Manchmal hat es den Anschein, es könnte sich demnächst vielleicht eventuell entspannen.  Zum Beispiel, wenn der Focus online schreibt, dass bei 80 Prozent der offiziellen Covid-Toten Corona wohl nicht die Todesursache ist (30. August 2021) und der Uckermark Kurier heute  über gehäufte Impfdurchbrüche in Pflegeheimen (in Bad Doberan inzwischen mit mehr als zehn Toten) berichtet und sich der Epidemiologe Emil Reisinger von der Universitätsmedizin Rostock deshalb für eine neue gesetzliche Impfregelung für Mitarbeiter in sensiblen Bereichen ausgesprochen hat.

Es ist unglaublich. Immer wieder finden sich Leute, die sich trotz augenscheinlicher Wiedersprüche vor den Karren spannen lassen.

Die Impfquote – welch Vokabular – unter den Heimbewohnern beträgt 94 Prozent, die unter dem Personal 70 Prozent. Nun frage ich mich, wer ist denn erkrankt und wer stirbt? Die Ungeimpften? Ich fürchte „nein“. Die Ungeimpften aber, das geht aus dem Subtext hervor, haben die Seuche eingeschleppt. Logisch.
Auch im Neunbrandenburger Bonhoeffer-Klinikum sind 13 Covid-Fälle aufgetreten. Wer ist dafür verantwortlich? Der UckermarkKurier schreibt: „Das Krankenhaus vermutet, dass eine ungeimpfte Mitarbeiterin das Virus eingeschleppt hat“. Ich frage mich, wie kann das gehen? Die wird doch mit Sicherheit jeden Tag getestet. Im Gegensatz zu ihren geimpften Kollegen.

Was kommt beim Leser an? Diese billige Meinungsmache …

Mein Osteopath meint, viele Leute bekämen schon mit, was hier gespielt wird – er erzählt von seinem Chef, der aber keinen Rückzieher machen kann, weil er dann entblößt dasteht und wohl fürchtet, seinen gut bezahlten Posten zu verlieren. Wie sagte Hans Joachim Maaz bei seinem Vortrag in der Malchower Kirche: Der Narzist kann und wird keinen Fehler zugeben. Offenbar ist unsere Gesellschaft noch viel, viel narzistischer als ich es je für möglich gehalten habe.

Und selbst wenn solche Ungeheuerlichkeiten wie die 80 Prozent, die offenbar – oh, wir Verschwörungstheoretiker – gar nicht an Corona gestorben sind, plötzlich in den Mainstreammedien publik gemacht also zugegeben werden, dann passiert gar nichts. Das wird überlesen, ignoriert … oder was???? Ich verstehe es nicht. Das ist doch ´ne Bombe (die wievielte inzwischen?), die alles hochgehen lassen müsste.

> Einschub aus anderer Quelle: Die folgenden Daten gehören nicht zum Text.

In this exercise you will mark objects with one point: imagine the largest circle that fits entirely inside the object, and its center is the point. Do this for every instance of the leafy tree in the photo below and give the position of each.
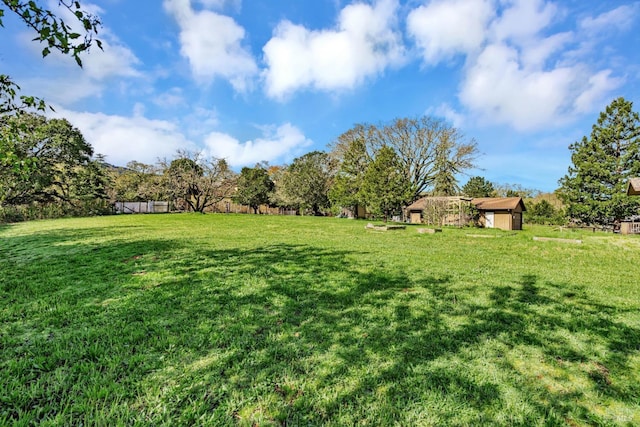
(428, 149)
(541, 212)
(515, 190)
(137, 182)
(385, 187)
(254, 187)
(46, 161)
(354, 160)
(56, 34)
(478, 186)
(198, 182)
(306, 182)
(594, 188)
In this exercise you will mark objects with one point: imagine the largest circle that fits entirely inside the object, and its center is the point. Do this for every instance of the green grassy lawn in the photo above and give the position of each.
(259, 320)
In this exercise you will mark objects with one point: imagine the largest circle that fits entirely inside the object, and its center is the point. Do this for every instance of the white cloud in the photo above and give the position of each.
(499, 89)
(363, 45)
(517, 71)
(523, 20)
(284, 143)
(171, 98)
(444, 28)
(123, 139)
(598, 87)
(213, 45)
(447, 112)
(619, 18)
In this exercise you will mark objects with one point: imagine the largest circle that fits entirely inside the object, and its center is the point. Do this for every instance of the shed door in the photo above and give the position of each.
(488, 219)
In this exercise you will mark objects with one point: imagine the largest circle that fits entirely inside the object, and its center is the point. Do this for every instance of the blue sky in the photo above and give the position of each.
(253, 80)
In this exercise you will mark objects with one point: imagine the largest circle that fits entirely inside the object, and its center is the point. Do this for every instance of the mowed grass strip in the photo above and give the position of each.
(265, 320)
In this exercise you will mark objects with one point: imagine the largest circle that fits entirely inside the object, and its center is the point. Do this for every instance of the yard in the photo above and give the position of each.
(190, 319)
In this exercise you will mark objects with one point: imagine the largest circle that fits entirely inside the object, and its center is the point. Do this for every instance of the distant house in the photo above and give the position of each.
(633, 188)
(439, 211)
(500, 212)
(494, 212)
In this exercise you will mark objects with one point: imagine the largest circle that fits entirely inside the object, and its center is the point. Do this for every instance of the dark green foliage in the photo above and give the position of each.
(46, 161)
(346, 189)
(55, 34)
(385, 187)
(197, 182)
(543, 212)
(594, 190)
(254, 187)
(136, 183)
(306, 182)
(432, 153)
(478, 186)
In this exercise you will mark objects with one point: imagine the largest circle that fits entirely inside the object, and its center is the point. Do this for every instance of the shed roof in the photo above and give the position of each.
(633, 189)
(422, 203)
(498, 203)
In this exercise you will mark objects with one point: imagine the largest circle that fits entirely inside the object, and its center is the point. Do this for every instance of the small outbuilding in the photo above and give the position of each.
(500, 212)
(438, 211)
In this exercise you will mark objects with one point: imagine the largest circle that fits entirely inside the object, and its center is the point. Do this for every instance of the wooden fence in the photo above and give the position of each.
(142, 207)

Macht sie aber nicht. Sie bewirkt gar nicht.

Da kann ich nur den Kopf schütteln. Und echt auch mal wütend werden. Eineinhalb Jahre kämpfe ich hier und meine Freunde, Familie, Kollegen, Vorbilder die machen alles mit, die nicken alles ab. Hatten die keinen Geschichtsunterricht? Sind die gutgläubig? Uninformiert? Bestrebt nicht aufzufallen? Egoistisch? Ah nein, das bin ja ich – weil ich mich nicht impfen lasse … Scheiße!!!